Of course, it was the ground-breaking hip hop classic "The Message" by South Bronx pioneer rappers Grandmaster Flash and the Furious Five. I needed to own it. It was the most incredible thing I had ever heard, cutting through the FM radio sameness of Foreigner/Eagles/FleetwoodMac. I couldn't get it out of my head. The next day, I ran to The Sound of Market Street, a store where I made the majority of my record purchases. I wandered into a section of the store that I usually ignored. It was the R&B section. The walls displayed LP sized singles by bands I never heard of — Sugarhill Gang, Kurtis Blow, Afrika Bambaataa & Soul Sonic Force. (There was Fab 5 Freddy, who I heard mentioned in a Blondie song, but, at the time, I didn't know what Debbie Harry was talking about.) My head was spinning. I grabbed an armful of random selections, making sure that a copy of "The Message" was among them. My next few hours at art school were difficult ones. I knew those disks were in my bag, just aching to spin on my turntable at home.
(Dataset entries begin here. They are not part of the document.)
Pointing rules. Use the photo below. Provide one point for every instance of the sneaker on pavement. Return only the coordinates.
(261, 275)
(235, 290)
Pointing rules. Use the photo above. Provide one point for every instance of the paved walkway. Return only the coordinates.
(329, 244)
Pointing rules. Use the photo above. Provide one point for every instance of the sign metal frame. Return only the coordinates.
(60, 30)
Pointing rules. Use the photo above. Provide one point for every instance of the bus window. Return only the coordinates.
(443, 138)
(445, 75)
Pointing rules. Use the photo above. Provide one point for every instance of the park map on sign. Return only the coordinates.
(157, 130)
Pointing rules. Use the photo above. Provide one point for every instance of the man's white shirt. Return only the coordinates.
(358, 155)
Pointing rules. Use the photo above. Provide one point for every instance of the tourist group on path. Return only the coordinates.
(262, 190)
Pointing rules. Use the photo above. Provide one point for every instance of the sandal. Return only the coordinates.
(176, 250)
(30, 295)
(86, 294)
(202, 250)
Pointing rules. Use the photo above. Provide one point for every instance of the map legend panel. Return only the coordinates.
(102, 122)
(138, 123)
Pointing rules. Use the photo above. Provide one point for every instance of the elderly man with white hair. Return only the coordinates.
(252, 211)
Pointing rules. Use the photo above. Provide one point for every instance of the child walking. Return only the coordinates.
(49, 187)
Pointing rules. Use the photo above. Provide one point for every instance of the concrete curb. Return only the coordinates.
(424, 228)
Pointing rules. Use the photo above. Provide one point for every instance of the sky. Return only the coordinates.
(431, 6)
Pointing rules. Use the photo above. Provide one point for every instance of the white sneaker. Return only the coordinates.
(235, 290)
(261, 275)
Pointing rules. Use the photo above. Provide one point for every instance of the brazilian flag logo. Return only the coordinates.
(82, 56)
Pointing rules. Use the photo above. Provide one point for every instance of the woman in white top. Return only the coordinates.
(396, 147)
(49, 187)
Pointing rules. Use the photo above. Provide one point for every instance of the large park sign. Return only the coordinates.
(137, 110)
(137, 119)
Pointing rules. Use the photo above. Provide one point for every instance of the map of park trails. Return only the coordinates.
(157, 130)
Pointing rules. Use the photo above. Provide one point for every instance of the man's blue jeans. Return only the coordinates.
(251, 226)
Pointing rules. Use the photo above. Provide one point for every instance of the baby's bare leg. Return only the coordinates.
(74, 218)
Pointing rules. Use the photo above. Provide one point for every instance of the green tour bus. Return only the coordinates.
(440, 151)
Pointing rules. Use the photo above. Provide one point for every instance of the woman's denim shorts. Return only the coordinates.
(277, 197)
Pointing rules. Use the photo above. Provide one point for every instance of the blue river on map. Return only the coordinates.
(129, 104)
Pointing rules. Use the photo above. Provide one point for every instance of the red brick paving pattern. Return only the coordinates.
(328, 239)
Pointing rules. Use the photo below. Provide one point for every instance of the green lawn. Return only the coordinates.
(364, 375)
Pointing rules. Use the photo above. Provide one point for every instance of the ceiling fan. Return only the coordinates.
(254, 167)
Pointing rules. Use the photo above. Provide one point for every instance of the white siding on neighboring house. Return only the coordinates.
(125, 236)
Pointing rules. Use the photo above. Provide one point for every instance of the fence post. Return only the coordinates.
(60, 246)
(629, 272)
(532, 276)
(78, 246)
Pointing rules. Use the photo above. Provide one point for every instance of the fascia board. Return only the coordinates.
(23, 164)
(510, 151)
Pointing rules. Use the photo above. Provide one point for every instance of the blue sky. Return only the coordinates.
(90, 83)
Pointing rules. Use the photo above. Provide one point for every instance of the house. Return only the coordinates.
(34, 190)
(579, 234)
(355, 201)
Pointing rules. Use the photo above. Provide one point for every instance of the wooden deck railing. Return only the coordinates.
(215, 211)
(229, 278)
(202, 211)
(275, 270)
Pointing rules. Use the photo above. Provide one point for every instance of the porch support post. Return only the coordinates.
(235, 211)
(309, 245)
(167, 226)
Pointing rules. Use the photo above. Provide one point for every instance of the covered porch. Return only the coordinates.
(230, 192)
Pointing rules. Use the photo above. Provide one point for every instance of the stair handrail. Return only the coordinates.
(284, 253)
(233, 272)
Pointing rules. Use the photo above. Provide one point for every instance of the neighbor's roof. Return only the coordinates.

And, when I finally arrived home, that's exactly what I did.

Soon, I was buying full-length albums by RUN-DMC and LL Cool J, along with more 12" singles by Grandmaster Flash and the Furious Five and Sugarhill Gang. My collection was supplemented with "The Message II," "Apache," "New York New York," and "White Lines." I knew every word, every beat, every scratch and every rhyme and proudly sang along. Among my friends and their unwavering allegiances to The Cars and Huey Lewis, these songs were like my dirty little secret.

Suddenly, someone in "mainstream recordland" got wind of this surging genre. Next thing I knew, aging rock relics Areosmith had joined forces with DJ Run and his cohort Darrell Mac to pump new life into the leering schoolboy anthem "Walk This Way." Now, rap had crossed the race line and it was everywhere.

Next on the mic is my man Hank.
C'mon Hank, sing that song.
But sometime, when I wasn't looking, rap got angry. Rap got ultraviolent and misogynistic and a bunch of other things it never was. And it lost its uniqueness. Somewhere, rap — that shining pillar rising above the bland sameness of commercial music — got boring.

Recently, Henry Jackson, better known as the Sugarhill Gang's "Big Bank Hank," passed away at 57 years old. His death brought back vivid memories of that new discovery. It was a small piece of time that, because of the combination of the innocence of the moment and the subsequent years that have passed, can never be duplicated.